Integrate $\int\limits_{0}^{1} \frac{\log(x^{2}-2x \cos a+1)}{x} dx$

Assume $0<a<2 \pi$. In this case $x^2-2 \, x \, \cos a+1 > 0$ for $0\le x \le 1$, so integral converges.

Denote $I(a)$ the value of the integral. Consider $\partial_a I(a)$. You can exchange the order of integration and differentiation, getting

$$ \partial_a I(a) = \int_0^1 \mathrm{d} x \frac{2 \sin a}{x^2 + 1 - 2 \, x \, \cos a} = \pi - a $$

The integral above is computed after a substitution $x = \cos a + \sin a \cdot \tan \frac{t}{2}$ and carefully considering integration region.

From here, knowing that for $I(\frac{\pi}{2}) = \frac{\pi^2}{24}$, we get

$$I(a) = \frac{\pi^2}{24} + \int_{\frac{\pi}{2}}^a \mathrm{d} \alpha ( \pi - \alpha) = \pi a - \frac{a^2}{2} - \frac{\pi^2}{3}.$$

The formula also extends to $a=0$ because the $I(0)$ converges.

The answer is extended to real $a$ by periodicity.
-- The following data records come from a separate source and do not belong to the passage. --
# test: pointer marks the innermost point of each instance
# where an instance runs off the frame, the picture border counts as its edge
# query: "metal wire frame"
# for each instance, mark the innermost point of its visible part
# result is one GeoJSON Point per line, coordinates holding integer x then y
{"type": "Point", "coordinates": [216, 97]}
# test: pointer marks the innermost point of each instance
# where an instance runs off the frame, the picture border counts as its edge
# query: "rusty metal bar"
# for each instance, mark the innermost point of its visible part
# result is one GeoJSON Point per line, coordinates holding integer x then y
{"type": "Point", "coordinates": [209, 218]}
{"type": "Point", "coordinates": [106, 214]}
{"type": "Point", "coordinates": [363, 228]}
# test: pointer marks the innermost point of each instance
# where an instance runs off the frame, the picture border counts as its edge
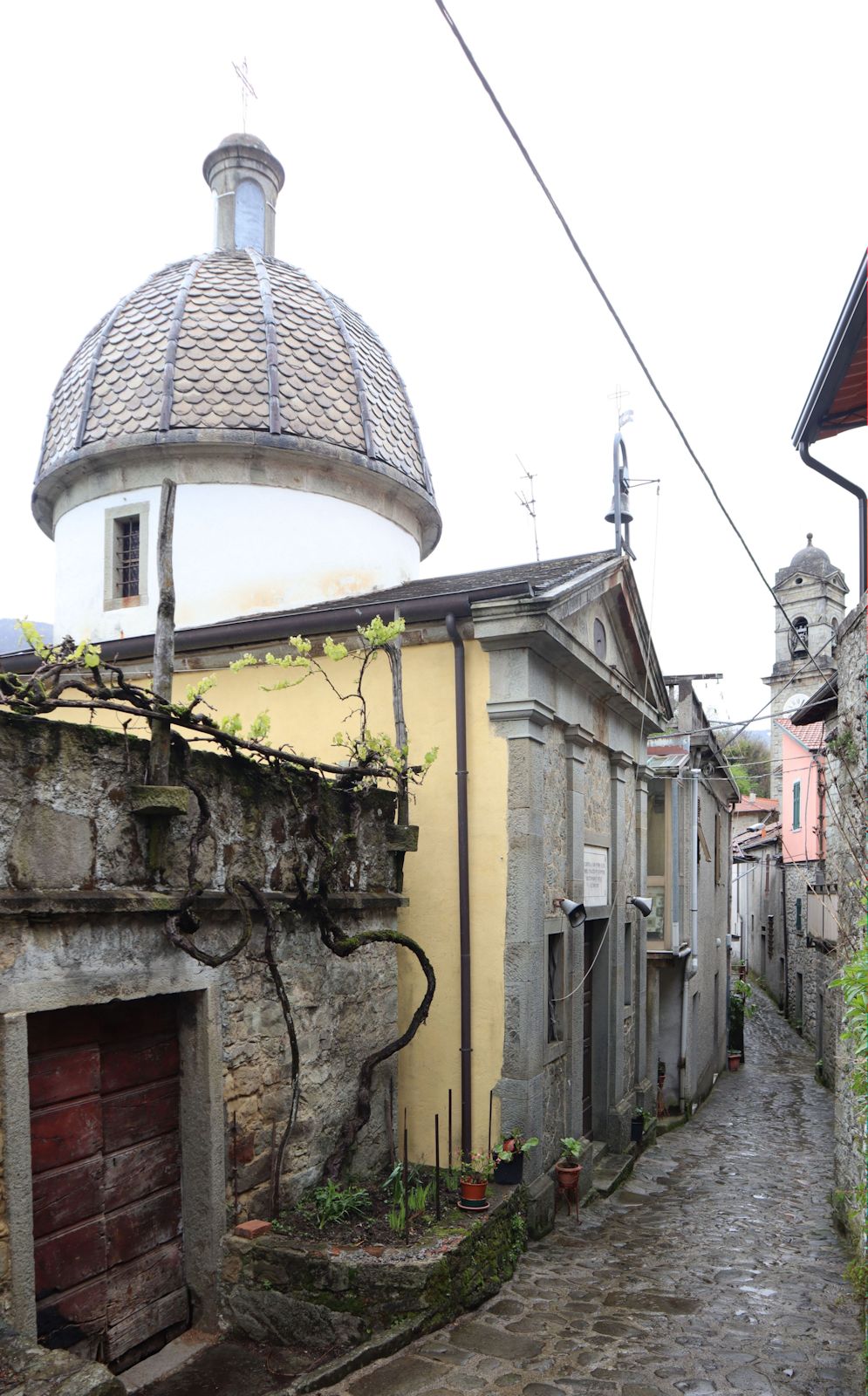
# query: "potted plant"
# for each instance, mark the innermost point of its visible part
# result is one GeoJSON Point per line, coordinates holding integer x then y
{"type": "Point", "coordinates": [509, 1158]}
{"type": "Point", "coordinates": [568, 1166]}
{"type": "Point", "coordinates": [474, 1180]}
{"type": "Point", "coordinates": [740, 1009]}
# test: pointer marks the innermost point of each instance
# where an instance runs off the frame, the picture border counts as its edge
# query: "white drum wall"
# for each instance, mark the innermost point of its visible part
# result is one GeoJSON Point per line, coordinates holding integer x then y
{"type": "Point", "coordinates": [239, 549]}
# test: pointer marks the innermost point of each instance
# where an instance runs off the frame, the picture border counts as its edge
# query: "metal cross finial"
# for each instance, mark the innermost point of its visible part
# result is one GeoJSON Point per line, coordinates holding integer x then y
{"type": "Point", "coordinates": [530, 503]}
{"type": "Point", "coordinates": [619, 397]}
{"type": "Point", "coordinates": [247, 90]}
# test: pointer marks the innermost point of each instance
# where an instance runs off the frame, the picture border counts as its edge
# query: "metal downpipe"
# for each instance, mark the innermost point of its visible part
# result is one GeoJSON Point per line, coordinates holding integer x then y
{"type": "Point", "coordinates": [463, 886]}
{"type": "Point", "coordinates": [695, 775]}
{"type": "Point", "coordinates": [854, 489]}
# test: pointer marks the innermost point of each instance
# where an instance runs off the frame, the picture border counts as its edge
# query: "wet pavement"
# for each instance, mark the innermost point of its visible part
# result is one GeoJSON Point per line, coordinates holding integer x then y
{"type": "Point", "coordinates": [714, 1269]}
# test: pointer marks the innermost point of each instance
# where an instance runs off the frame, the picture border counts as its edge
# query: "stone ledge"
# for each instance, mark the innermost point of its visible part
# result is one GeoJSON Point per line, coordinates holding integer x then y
{"type": "Point", "coordinates": [30, 1370]}
{"type": "Point", "coordinates": [72, 902]}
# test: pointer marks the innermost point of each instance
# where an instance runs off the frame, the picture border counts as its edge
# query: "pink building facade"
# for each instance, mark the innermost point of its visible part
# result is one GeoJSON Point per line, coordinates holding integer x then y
{"type": "Point", "coordinates": [802, 802]}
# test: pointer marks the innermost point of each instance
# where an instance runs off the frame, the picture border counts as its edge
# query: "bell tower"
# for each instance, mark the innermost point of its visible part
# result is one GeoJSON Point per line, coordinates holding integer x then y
{"type": "Point", "coordinates": [811, 591]}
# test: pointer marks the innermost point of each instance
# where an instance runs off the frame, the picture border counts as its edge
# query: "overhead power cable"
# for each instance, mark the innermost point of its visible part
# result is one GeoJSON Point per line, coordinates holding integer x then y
{"type": "Point", "coordinates": [612, 309]}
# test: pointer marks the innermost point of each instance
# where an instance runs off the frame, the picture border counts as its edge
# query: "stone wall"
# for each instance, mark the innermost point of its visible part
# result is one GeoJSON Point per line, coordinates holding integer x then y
{"type": "Point", "coordinates": [84, 923]}
{"type": "Point", "coordinates": [846, 834]}
{"type": "Point", "coordinates": [816, 965]}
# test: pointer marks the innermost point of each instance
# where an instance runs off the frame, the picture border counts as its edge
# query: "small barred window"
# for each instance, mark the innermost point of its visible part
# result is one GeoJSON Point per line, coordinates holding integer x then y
{"type": "Point", "coordinates": [126, 556]}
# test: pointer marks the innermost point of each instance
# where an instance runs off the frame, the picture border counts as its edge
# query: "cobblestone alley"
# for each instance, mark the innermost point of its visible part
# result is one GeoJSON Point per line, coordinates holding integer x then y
{"type": "Point", "coordinates": [714, 1269]}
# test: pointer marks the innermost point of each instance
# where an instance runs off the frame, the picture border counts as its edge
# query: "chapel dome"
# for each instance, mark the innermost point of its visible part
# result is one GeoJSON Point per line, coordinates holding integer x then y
{"type": "Point", "coordinates": [233, 346]}
{"type": "Point", "coordinates": [235, 365]}
{"type": "Point", "coordinates": [810, 560]}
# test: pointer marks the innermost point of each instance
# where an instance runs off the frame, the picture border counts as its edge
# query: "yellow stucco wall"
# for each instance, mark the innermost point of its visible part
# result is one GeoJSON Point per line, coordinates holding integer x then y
{"type": "Point", "coordinates": [307, 716]}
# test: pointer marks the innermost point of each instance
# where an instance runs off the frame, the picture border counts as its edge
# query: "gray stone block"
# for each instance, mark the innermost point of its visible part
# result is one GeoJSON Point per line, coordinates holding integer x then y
{"type": "Point", "coordinates": [51, 848]}
{"type": "Point", "coordinates": [540, 1208]}
{"type": "Point", "coordinates": [270, 1317]}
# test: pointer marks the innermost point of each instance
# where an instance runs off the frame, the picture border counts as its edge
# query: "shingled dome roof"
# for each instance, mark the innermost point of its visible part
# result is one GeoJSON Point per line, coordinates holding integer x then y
{"type": "Point", "coordinates": [235, 342]}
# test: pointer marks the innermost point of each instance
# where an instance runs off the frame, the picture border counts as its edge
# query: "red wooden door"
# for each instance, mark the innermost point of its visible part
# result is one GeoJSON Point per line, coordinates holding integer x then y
{"type": "Point", "coordinates": [106, 1179]}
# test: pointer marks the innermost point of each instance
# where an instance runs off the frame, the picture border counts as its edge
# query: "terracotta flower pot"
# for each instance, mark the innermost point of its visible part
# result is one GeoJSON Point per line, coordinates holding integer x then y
{"type": "Point", "coordinates": [472, 1193]}
{"type": "Point", "coordinates": [567, 1174]}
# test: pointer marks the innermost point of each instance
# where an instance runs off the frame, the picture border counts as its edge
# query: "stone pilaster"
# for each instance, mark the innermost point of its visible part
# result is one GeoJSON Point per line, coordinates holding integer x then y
{"type": "Point", "coordinates": [523, 1088]}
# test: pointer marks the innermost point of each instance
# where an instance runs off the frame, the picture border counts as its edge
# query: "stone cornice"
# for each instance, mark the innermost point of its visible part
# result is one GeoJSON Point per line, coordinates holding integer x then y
{"type": "Point", "coordinates": [525, 716]}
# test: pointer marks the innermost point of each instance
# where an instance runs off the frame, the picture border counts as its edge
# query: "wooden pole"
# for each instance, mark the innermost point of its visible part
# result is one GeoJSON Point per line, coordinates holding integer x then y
{"type": "Point", "coordinates": [163, 670]}
{"type": "Point", "coordinates": [407, 1186]}
{"type": "Point", "coordinates": [163, 639]}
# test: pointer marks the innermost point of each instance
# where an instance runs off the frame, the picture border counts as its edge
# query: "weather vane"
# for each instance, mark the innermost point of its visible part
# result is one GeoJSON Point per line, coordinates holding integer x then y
{"type": "Point", "coordinates": [247, 90]}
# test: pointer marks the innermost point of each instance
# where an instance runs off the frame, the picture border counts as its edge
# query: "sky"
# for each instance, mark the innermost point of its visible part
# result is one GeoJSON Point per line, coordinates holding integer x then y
{"type": "Point", "coordinates": [709, 160]}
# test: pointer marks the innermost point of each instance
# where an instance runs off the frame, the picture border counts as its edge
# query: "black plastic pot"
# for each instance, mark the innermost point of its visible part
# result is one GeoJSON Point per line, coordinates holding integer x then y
{"type": "Point", "coordinates": [509, 1174]}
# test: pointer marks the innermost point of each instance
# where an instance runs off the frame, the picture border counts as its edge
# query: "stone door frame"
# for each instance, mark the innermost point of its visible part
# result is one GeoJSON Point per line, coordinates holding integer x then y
{"type": "Point", "coordinates": [202, 1131]}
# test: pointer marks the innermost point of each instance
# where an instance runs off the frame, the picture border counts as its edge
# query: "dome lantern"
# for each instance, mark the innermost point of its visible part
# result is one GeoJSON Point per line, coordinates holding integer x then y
{"type": "Point", "coordinates": [244, 179]}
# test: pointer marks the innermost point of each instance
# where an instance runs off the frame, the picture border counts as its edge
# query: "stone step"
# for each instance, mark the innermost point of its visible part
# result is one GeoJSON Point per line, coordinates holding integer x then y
{"type": "Point", "coordinates": [612, 1172]}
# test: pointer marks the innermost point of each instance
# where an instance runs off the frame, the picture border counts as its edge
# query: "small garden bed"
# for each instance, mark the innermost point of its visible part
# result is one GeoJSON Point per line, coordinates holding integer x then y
{"type": "Point", "coordinates": [372, 1215]}
{"type": "Point", "coordinates": [345, 1289]}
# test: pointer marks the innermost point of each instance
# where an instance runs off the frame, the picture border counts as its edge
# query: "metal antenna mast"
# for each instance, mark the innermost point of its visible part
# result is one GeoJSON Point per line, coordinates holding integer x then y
{"type": "Point", "coordinates": [530, 503]}
{"type": "Point", "coordinates": [247, 90]}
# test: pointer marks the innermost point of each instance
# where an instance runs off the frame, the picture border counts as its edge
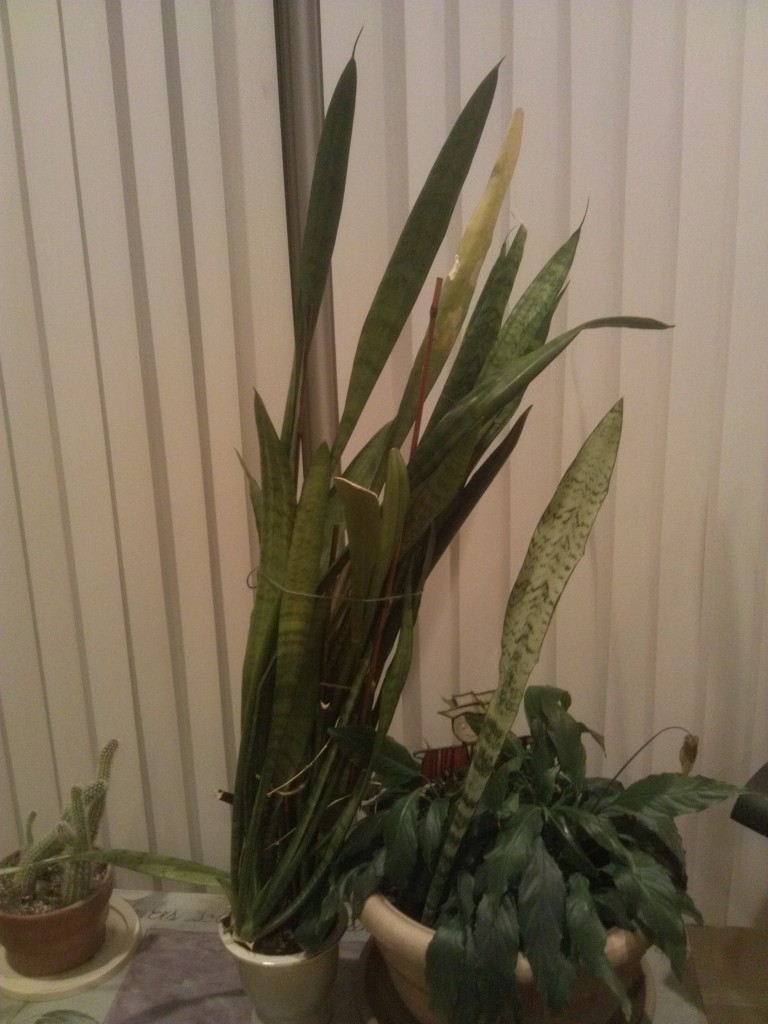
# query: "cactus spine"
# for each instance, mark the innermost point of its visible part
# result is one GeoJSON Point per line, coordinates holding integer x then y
{"type": "Point", "coordinates": [75, 833]}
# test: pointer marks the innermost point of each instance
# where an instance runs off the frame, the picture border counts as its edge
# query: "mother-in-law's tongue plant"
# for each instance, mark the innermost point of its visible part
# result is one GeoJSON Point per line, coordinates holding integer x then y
{"type": "Point", "coordinates": [519, 851]}
{"type": "Point", "coordinates": [346, 546]}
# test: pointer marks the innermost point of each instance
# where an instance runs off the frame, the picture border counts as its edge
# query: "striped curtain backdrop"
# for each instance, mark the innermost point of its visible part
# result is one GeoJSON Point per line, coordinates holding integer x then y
{"type": "Point", "coordinates": [144, 292]}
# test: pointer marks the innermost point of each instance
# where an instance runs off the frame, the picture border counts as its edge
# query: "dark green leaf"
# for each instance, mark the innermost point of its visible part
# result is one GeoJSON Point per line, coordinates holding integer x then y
{"type": "Point", "coordinates": [393, 764]}
{"type": "Point", "coordinates": [497, 944]}
{"type": "Point", "coordinates": [588, 938]}
{"type": "Point", "coordinates": [453, 988]}
{"type": "Point", "coordinates": [400, 840]}
{"type": "Point", "coordinates": [512, 851]}
{"type": "Point", "coordinates": [431, 828]}
{"type": "Point", "coordinates": [413, 256]}
{"type": "Point", "coordinates": [541, 905]}
{"type": "Point", "coordinates": [673, 794]}
{"type": "Point", "coordinates": [654, 901]}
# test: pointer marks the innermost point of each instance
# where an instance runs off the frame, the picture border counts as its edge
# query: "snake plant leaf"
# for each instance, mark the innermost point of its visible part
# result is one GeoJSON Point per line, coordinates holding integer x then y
{"type": "Point", "coordinates": [432, 824]}
{"type": "Point", "coordinates": [391, 687]}
{"type": "Point", "coordinates": [363, 517]}
{"type": "Point", "coordinates": [588, 938]}
{"type": "Point", "coordinates": [483, 327]}
{"type": "Point", "coordinates": [521, 329]}
{"type": "Point", "coordinates": [392, 763]}
{"type": "Point", "coordinates": [672, 794]}
{"type": "Point", "coordinates": [488, 398]}
{"type": "Point", "coordinates": [393, 509]}
{"type": "Point", "coordinates": [278, 519]}
{"type": "Point", "coordinates": [324, 213]}
{"type": "Point", "coordinates": [160, 866]}
{"type": "Point", "coordinates": [460, 284]}
{"type": "Point", "coordinates": [476, 486]}
{"type": "Point", "coordinates": [413, 256]}
{"type": "Point", "coordinates": [301, 616]}
{"type": "Point", "coordinates": [438, 491]}
{"type": "Point", "coordinates": [254, 491]}
{"type": "Point", "coordinates": [556, 548]}
{"type": "Point", "coordinates": [64, 1017]}
{"type": "Point", "coordinates": [541, 906]}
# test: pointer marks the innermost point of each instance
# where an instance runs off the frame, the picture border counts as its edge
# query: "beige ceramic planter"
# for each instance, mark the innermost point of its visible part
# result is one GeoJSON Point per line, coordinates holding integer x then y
{"type": "Point", "coordinates": [42, 944]}
{"type": "Point", "coordinates": [402, 944]}
{"type": "Point", "coordinates": [293, 988]}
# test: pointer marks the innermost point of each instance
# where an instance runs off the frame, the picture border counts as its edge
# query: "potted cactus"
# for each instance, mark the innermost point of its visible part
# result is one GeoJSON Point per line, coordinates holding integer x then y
{"type": "Point", "coordinates": [53, 905]}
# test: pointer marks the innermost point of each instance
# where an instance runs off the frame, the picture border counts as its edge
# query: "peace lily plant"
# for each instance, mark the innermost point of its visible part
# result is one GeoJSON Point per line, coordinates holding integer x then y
{"type": "Point", "coordinates": [346, 544]}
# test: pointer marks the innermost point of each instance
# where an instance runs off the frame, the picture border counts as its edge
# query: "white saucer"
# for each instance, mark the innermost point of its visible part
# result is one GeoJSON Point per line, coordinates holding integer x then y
{"type": "Point", "coordinates": [123, 933]}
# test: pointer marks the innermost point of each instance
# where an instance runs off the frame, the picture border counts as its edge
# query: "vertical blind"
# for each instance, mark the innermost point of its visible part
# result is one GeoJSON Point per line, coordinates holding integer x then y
{"type": "Point", "coordinates": [144, 292]}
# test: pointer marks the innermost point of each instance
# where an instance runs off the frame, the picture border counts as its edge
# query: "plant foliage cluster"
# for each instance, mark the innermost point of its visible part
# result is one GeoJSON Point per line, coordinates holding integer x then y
{"type": "Point", "coordinates": [551, 860]}
{"type": "Point", "coordinates": [346, 543]}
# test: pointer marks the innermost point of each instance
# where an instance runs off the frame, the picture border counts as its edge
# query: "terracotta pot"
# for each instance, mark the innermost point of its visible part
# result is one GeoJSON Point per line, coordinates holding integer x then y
{"type": "Point", "coordinates": [402, 943]}
{"type": "Point", "coordinates": [290, 988]}
{"type": "Point", "coordinates": [40, 944]}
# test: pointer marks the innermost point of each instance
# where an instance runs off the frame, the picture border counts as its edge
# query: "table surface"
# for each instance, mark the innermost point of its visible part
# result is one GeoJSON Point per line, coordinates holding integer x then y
{"type": "Point", "coordinates": [676, 1004]}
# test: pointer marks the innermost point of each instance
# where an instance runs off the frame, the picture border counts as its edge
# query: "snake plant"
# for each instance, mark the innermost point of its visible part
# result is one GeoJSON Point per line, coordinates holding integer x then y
{"type": "Point", "coordinates": [346, 544]}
Rewriting the integral as $$ \int\limits_{0}^{1} \frac{\log|x-e^{i a}|^2}{x} \ dx= \int\limits_{0}^{1} \frac{\log|1-xe^{-i a}|^2}{x} \ dx= $$ $$ \int\limits_{0}^{1} \frac{\log(1-xe^{i a })}{x} \ dx+ \int\limits_{0}^{1} \frac{\log(1-xe^{-i a })}{x} \ dx, $$ expanding and integrating termwise leads to an answer in the form of series.